The new EEO-1 reporting requirements “will open up employers to a lot of scrutiny by the federal agencies,” Rashby said. As a result, she recommended the following:
Make compensation practices simpler. Employers and their attorneys should “proactively look at compensation setting strategies and practices, and make practices more objective and simple.”
Centralize pay decisions. Employers should “centralize compensation decisions.” Various managers shouldn’t be making compensation decisions differently. If employers don’t centralize decisions, it’s much harder to defend future equal pay allegations.

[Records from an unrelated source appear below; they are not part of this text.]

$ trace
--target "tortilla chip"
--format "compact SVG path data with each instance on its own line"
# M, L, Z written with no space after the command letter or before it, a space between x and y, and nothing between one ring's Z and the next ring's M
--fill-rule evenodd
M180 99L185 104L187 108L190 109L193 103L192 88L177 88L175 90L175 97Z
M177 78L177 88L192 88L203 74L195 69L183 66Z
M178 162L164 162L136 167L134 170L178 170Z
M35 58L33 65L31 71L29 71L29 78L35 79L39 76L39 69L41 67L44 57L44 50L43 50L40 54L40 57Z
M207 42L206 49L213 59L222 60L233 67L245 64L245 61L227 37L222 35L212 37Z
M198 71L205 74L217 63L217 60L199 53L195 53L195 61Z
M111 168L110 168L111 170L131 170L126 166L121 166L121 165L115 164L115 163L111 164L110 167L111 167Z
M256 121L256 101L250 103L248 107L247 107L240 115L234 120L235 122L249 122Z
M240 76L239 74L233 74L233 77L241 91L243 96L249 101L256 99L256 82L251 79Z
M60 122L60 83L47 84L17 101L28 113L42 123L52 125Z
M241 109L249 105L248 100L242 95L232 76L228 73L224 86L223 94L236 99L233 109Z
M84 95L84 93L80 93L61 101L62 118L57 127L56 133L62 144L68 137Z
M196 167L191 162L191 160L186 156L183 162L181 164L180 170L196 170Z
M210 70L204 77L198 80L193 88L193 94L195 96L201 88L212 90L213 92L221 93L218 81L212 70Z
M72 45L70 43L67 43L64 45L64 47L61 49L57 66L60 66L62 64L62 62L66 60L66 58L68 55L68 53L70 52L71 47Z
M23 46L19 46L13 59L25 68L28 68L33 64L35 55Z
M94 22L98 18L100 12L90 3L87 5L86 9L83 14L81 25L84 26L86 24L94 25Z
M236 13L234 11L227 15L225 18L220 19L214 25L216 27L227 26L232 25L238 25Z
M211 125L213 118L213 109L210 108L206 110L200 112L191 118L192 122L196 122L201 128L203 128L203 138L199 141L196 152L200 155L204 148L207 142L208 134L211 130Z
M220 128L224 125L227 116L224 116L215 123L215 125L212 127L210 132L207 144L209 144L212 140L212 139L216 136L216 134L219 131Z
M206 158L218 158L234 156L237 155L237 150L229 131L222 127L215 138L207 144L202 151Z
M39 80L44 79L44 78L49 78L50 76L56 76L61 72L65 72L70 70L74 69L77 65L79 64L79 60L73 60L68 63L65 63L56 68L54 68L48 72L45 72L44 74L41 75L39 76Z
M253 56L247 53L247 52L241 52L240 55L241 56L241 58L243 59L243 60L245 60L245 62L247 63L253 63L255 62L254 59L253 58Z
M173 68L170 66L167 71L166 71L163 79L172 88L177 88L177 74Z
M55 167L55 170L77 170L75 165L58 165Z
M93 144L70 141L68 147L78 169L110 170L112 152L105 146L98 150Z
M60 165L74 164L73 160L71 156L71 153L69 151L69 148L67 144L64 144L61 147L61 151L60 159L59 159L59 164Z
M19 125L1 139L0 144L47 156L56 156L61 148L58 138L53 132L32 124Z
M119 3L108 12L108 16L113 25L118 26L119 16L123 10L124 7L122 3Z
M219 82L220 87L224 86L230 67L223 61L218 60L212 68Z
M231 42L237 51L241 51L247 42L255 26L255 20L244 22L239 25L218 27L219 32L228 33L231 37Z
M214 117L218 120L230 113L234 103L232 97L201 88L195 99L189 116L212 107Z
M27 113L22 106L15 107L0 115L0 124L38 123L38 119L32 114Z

Train managers. Managers should understand pay equity and transparency requirements.
Make necessary changes to employee handbooks. Employers and their counsel should review employee handbooks and search for provisions that can restrict pay transparency.
Start preparing now for EEO-1 changes. Employers and counsel should start prepping now in anticipation of meeting the new W-2 and hours reporting requirements.
The DOL announced publication of a final rule updating overtime regulations earlier this year. The final rule primarily pertains to exemption status, as well as salary and compensation level updates for executive, administrative and professional workers.
Gibson recommended that employers and counsel review the status of employees affected by the new rule. Based on this review, they should determine who doesn’t meet salary requirements and either switch those employees to nonexempt status or increase their salaries.
Some workers may view a switch to nonexempt status as a demotion. Plans should be in place to effectively communicate changes to workers. Timing of communication to employees is important. With a little less than a month remaining until Dec. 1, Gibson said employers and counsel should “ensure that communication doesn’t come too late because then workers may be surprised."
Gibson also emphasized the importance of providing training and information to workers, where many don’t have previous experience with overtime, clocking in and out, keeping track of breaks or recordkeeping.
Although case law and legislation seeking to halt the implementation of the rule are pending, Gibson remarked that this isn’t a reason for employers and their attorneys “not to act.”
Participants were asked about current trends in employment law. Rashby said that she is seeing a rise in pay equity claims in California.
Others added that they have observed an increasing number of disability discrimination and Family and Medical Leave Act claims, as well as more utilization of internal processes for pay equity claims.